Regarding the article of Cardinal Cordes, I don't think he is referring to Mary at all. I certainly agree with what he says against Gaia worship. But I don't believe for a moment that Pope Francis thinks that Mary is a mother goddess who brought forth the original creation of the world, and whom we should worship; or that he wants to bring the Church into that belief. And I don't find anything like that in reference to Mary in Querida Amazonia.

If anything, Mary the Mother who has given renewed life to all creatures is surely a remedy to Gaia - showing pagans the true (non-divine) Mother they were searching for all along.

Ben of the Bayou said...


Quite right about the BVM nit being a Mother Earth goddess. I also agree that Pope Francis is almost certainly not proposing her as such.

Concerning your distinction between the two senses if creation, I can only say that it does not follow that using re-creation necessitates the first meaning. In point of fact, I was using re-creation as a verbal noun.

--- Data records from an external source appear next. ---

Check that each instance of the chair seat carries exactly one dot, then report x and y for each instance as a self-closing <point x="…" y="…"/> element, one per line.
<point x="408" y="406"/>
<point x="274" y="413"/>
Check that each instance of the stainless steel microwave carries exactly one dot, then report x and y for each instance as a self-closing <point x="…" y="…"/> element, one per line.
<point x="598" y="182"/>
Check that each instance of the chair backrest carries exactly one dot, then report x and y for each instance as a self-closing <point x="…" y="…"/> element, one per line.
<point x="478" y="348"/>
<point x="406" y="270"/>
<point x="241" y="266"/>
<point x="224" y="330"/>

Finally (and I admit that I do not intend to continue this exchange), I must say quite simply that I utterly rejection the evidently Rahnerian line that it seems you have taken in identifying creation with re-creation. I do not believe, I utterly reject, and I exsecrate the idea that, due to the Incarnation (or Passion or Death or Resurrection) of our divine Saviour, all created things are now constituted in grace. This is the kind of utter rot that gave us the modern "de Benedictionibus" which seems to do anything but bless things because it supposes them to be blessed already.

Ben said...

@Ben of the Bayou

(I too will conclude with this post.) I think that all created beings are, in Christ, re-created 'in principle' (as I expressed it previously). (cf. Col 1:20 - 'Through him God was pleased to reconcile to himself all things, whether on earth or in heaven, by making peace through the blood of his cross.)

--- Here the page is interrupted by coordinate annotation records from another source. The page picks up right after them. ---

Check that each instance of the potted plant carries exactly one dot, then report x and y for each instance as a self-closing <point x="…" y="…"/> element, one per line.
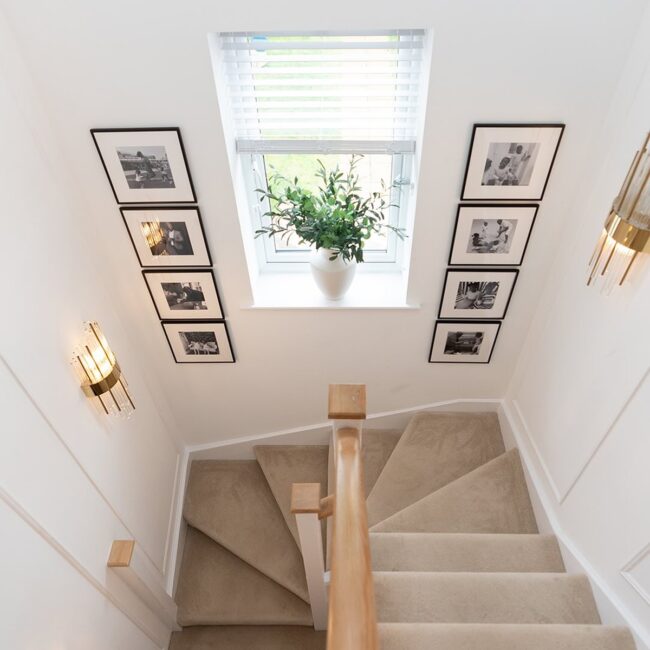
<point x="337" y="219"/>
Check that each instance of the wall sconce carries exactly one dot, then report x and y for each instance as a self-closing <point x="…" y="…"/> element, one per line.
<point x="100" y="374"/>
<point x="627" y="229"/>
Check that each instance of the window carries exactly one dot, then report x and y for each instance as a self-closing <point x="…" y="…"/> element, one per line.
<point x="296" y="99"/>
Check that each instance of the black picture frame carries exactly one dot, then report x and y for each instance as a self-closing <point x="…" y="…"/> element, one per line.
<point x="467" y="196"/>
<point x="125" y="210"/>
<point x="198" y="324"/>
<point x="472" y="324"/>
<point x="189" y="198"/>
<point x="187" y="272"/>
<point x="489" y="270"/>
<point x="497" y="207"/>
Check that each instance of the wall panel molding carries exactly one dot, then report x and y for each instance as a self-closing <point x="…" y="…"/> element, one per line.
<point x="79" y="464"/>
<point x="560" y="495"/>
<point x="69" y="557"/>
<point x="539" y="484"/>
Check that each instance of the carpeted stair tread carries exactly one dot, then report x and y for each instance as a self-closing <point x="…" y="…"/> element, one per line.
<point x="491" y="499"/>
<point x="450" y="636"/>
<point x="465" y="552"/>
<point x="435" y="449"/>
<point x="248" y="637"/>
<point x="231" y="502"/>
<point x="378" y="445"/>
<point x="427" y="597"/>
<point x="217" y="588"/>
<point x="284" y="465"/>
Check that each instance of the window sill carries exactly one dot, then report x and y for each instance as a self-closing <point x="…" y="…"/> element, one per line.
<point x="299" y="291"/>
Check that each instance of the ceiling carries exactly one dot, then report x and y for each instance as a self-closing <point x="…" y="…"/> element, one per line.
<point x="143" y="64"/>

But re-creation has degrees of penetration. The fullness of God's plan will not be until the final kingdom; and what is already perfect in Christ must be fulfilled in his body the Church. To what extent this or that individual person is re-created will depend on his free response to the grace offered him. Justification and salvation are not automatic.

As for non-personal beings, in virtue of Christ they are all re-created at least at some level, for the reason given by St Anselm: they are now all at the service of the redeemed. But this doesn't mean they can't be brought deeper still into the order of grace, e.g. by blessings of the Church.

I too detest an approach whereby sacraments and sacramentals never really 'do' anything except declare a pre-existing reality; or an approach that makes human free choices meaningless, or evangelisation a waste of time, as though salvation were all but guaranteed, regardless of what we do.